Nacido en Tunja en 1932, Mendoza estudió Ciencias Políticas en La Sorbona y desde temprano se vinculó a los círculos culturales y periodísticos de la región. Su carrera lo llevó a París, Lisboa, Roma y, de manera decisiva, Caracas, ciudad donde consolidó una parte esencial de su identidad intelectual.

Durante los años sesenta y setenta, Caracas fue uno de los epicentros culturales más dinámicos del continente. Allí, Mendoza se integró a un ambiente de debate político, creación literaria y modernización editorial que marcaría su obra posterior.

En la capital venezolana desarrolló amistades, colaboraciones y proyectos que lo conectaron con escritores, periodistas y diplomáticos de toda la región. Su presencia en Caracas no fue circunstancial: fue un período de maduración intelectual, donde su mirada crítica sobre América Latina adquirió forma y densidad.

En ese contexto, su participación en la Revista Momento —una de las publicaciones más influyentes del periodismo venezolano de la época— resultó decisiva.

Allí ejerció como articulista y editor invitado, contribuyendo con análisis políticos, crónicas y ensayos que exploraban las tensiones democráticas del continente, el papel de los intelectuales y los desafíos de la modernización latinoamericana.

La revista, dirigida por figuras centrales del periodismo venezolano, se convirtió en un espacio donde Mendoza afinó su estilo: crítico, directo, cosmopolita y profundamente político.

Su cercanía con Gabriel García Márquez fue uno de los vínculos más significativos de su vida. De esa relación surgió El olor de la Guayaba, un libro de conversaciones que se convirtió en referencia obligada para comprender la vida y el proceso creativo del Nobel colombiano.

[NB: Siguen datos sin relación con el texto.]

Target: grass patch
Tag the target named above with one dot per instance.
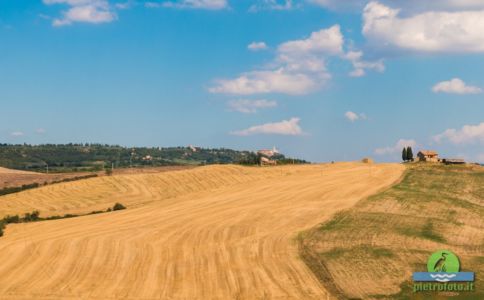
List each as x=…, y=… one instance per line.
x=35, y=217
x=431, y=203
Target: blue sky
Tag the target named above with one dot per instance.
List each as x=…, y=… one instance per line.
x=315, y=78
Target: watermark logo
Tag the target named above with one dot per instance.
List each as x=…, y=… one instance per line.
x=443, y=274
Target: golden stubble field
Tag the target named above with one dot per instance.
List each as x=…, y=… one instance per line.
x=216, y=232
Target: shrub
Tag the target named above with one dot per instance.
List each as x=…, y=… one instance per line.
x=11, y=219
x=118, y=206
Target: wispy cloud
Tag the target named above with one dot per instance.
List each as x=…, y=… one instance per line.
x=352, y=116
x=250, y=106
x=86, y=11
x=257, y=46
x=191, y=4
x=17, y=134
x=298, y=68
x=396, y=148
x=430, y=31
x=465, y=135
x=271, y=5
x=287, y=127
x=455, y=86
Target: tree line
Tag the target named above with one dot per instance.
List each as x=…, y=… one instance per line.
x=407, y=154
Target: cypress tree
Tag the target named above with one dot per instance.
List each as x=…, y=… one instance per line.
x=409, y=153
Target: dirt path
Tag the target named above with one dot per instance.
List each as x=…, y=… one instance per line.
x=234, y=240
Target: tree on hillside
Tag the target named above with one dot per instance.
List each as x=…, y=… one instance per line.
x=409, y=153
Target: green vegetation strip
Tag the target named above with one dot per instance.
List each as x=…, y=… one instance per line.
x=11, y=190
x=35, y=217
x=384, y=238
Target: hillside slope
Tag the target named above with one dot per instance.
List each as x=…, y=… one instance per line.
x=371, y=251
x=210, y=233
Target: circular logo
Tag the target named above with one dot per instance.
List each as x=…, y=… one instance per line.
x=443, y=261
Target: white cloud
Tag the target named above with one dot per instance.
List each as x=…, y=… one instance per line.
x=196, y=4
x=256, y=46
x=272, y=5
x=360, y=66
x=287, y=127
x=298, y=68
x=430, y=31
x=250, y=106
x=396, y=148
x=86, y=11
x=260, y=82
x=409, y=6
x=17, y=134
x=467, y=134
x=352, y=116
x=455, y=86
x=125, y=5
x=40, y=130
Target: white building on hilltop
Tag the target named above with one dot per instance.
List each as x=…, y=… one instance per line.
x=268, y=153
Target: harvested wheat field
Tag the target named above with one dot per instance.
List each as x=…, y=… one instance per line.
x=217, y=232
x=371, y=250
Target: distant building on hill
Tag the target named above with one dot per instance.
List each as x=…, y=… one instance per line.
x=453, y=161
x=428, y=156
x=268, y=153
x=266, y=161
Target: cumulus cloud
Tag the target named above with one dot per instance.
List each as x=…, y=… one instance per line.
x=194, y=4
x=396, y=148
x=352, y=116
x=85, y=11
x=250, y=106
x=467, y=134
x=431, y=31
x=16, y=133
x=298, y=68
x=409, y=6
x=257, y=46
x=360, y=66
x=455, y=86
x=286, y=127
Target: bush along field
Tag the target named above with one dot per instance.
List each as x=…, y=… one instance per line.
x=35, y=217
x=371, y=251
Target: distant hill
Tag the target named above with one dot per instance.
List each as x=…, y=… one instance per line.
x=95, y=157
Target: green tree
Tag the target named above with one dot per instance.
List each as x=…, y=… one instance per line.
x=409, y=153
x=404, y=154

Es un libro que recomiendo. Se lee de un tirón. La descripción que hace del viaje que hicieron García Marquez y él a la Unión Soviética y la sordidez que encontraron es memorable.

Karmele Leizaola como diseñadora y Alberto Elosegui llevando el peso de la redacción formaron con Plinio y Gabo un grupo buenísimo que hizo que la revista fuera la referencia de aquella Caracas. La embajada franquista denunciaba continuamente ante el gobierno venezolano a aquel pequeño grupo pues publicaban continuamente noticias y reportajes de la guerra civil, del bombardeo de Gernika y de la feroz y cruel dictadura que era el franquismo.

Le vi un día en la Casa de América de Madrid donde me habló de aquellos tiempos y del deseo de volverles a ver a Karmele y Alberto.

Mendoza fue, además, testigo privilegiado de la vida literaria latinoamericana y de los debates ideológicos que atravesaron el Boom.

Autor de novelas como Años de Fuga y ensayos como Manual del Perfecto Idiota Latinoamericano, Mendoza combinó literatura, análisis político y periodismo con una voz propia, polémica y lúcida.

Ganó el Premio Nacional de Periodismo Simón Bolívar y ocupó cargos diplomáticos en Europa, siempre manteniendo una presencia activa en el debate público.

La muerte de Plinio Apuleyo Mendoza deja un vacío en la literatura y el pensamiento político latinoamericano. Su paso por Caracas y su trabajo en la Revista Momento recuerdan que su obra no fue solo colombiana, sino continental: un puente entre generaciones, países y tradiciones intelectuales.

Lean por favor El Olor de la Guayaba. Plinio les nombra a Karmele y Alberto.